Other important aspects are to supply the required energy to the system, while maintaining acceptable product yields. The entrained flow and steam reforming routes both require a lot of energy, due to the high operating temperature, and the large amounts of steam to be heated respectively. For both the catalytic partial oxidation, and the (catalytic) steam reforming, potential contamination / reactivation of the catalyst is an important aspect for further development work as well.


  1. Handbook Biomass Gasification, H.A.M. Knoef, Editor, ISBN 90-810068-1-9 (2005), Chapter 2, pp. 7
  2. Gasification, Chris Highman and Maarten van der Burgt, ISBN 0-7506-7707-4, p. 2
  3. Handbook Biomass Gasification Second Edition, H.A.M. Knoef, Editor, ISBN 978-90-819385-0-1, (2012), Chapter 8, pp. 219-250
  4. E.J. Leijenhorst, D. Assink, L. van de Beld, F. Weiland, H. Wiinikka, P. Carlsson, O.G.W. Ohrman. Entrained flow gasification of straw- and wood-derived pyrolysis oil in a pressurized oxygen blown gasifier. Biomass and Bioenergy (2015) Vol.79 p.166-176
  5. Dahmen et al. Energy, Sustainability and Society 2012,2:3
  7. E.J. Leijenhorst et. al. "Autothermal Catalytic Reforming of pine-wood-derived fast pyrolysis oil in a 1.5 kg/h pilot installation: Performance of monolithic catalysts" Energy and Fuels, Vol. 28, p5212-5221 (2014)
  8. G. van Rossum, "Steam Reforming and gasification of pyrolysis oil", PhD thesis, University of Twente.
  9. Rennard et al. "Production of synthesis gas by partial oxidation and steam reforming of biomass pyrolysis oils, International Journal of Hydrogen Energy, Vol. 35, p4048-4059 (2010)
  10. G. van Rossum et. al. "Staged Catalytic Gasification/Steam Reforming of Pyrolysis Oil". Ind. Eng. Chem. Res. Vol. 48, p.5857-5866 (2009)
  11. E.J. Leijenhorst et. al. "Autothermal Catalytic Reforming of pine-wood-derived fast pyrolysis oil in a 1.5 kg/h pilot installation: Performance of monolithic catalysts" Energy and Fuels, Vol. 28, p.5212-5221 (2014)
  12. Trane R, Dahl S, Skjoth-Rasmussen MS, Jensen AD. Catalytic steam reforming of bio-oil. Int J Hydrogen Energ. 2012 Apr;37(8):6447-72.
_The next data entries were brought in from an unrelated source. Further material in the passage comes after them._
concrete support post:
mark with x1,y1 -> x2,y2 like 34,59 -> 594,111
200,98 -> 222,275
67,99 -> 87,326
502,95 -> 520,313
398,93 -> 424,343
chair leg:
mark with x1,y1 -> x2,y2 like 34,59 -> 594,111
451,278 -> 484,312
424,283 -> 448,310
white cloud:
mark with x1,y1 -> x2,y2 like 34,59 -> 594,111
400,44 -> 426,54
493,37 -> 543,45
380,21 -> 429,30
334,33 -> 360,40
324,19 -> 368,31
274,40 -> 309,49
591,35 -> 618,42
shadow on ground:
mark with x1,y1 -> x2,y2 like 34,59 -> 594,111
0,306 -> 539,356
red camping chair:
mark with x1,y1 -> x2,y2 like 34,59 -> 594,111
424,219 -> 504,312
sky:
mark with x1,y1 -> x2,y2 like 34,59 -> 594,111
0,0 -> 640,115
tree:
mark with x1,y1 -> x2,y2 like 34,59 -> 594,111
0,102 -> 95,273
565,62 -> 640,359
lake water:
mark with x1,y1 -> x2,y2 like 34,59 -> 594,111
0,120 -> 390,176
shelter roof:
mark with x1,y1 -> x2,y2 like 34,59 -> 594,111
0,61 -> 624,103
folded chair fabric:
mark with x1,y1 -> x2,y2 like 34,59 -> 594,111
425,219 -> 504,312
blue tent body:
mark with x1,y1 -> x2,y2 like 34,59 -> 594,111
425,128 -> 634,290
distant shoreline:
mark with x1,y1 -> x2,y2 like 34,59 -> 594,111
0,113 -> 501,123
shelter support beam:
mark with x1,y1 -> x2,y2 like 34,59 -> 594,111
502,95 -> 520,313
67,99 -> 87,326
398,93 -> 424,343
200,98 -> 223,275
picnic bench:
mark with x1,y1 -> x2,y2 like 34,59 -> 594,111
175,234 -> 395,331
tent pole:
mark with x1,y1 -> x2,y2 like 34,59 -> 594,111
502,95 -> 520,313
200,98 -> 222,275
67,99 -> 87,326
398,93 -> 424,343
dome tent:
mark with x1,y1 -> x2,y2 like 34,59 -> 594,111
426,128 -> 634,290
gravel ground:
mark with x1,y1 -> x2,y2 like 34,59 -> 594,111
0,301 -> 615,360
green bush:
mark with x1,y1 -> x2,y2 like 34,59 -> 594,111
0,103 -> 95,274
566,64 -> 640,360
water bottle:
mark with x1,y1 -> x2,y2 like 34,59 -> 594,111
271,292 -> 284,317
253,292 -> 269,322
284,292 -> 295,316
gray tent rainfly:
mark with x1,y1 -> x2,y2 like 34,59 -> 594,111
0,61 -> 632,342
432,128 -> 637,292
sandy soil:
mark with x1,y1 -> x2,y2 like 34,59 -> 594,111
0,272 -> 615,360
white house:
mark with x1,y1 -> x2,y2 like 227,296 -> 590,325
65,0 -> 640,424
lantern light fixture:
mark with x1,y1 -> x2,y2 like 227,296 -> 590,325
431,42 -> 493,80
  13. Remón J, Broust F, Valette J, Chhiti Y, Alava I, Fernandez-Akarregi AR, et al. Production of a hydrogen-rich gas from fast pyrolysis bio-oils: Comparison between homogeneous and catalytic steam reforming routes. Int J Hydrogen Energ. 2014;39(1):171-82.
  14. Garcia L, French R, Czernik S, Chornet E. Catalytic steam reforming of bio-oils for the production of hydrogen: effects of catalyst composition. Appl Catal a-Gen. 2000 Jul 10;201(2):225-39.
  15. Czernik S, Evans R, French R. Hydrogen from biomass-production by steam reforming of biomass pyrolysis oil. Catal Today. 2007;129(3-4):265-8.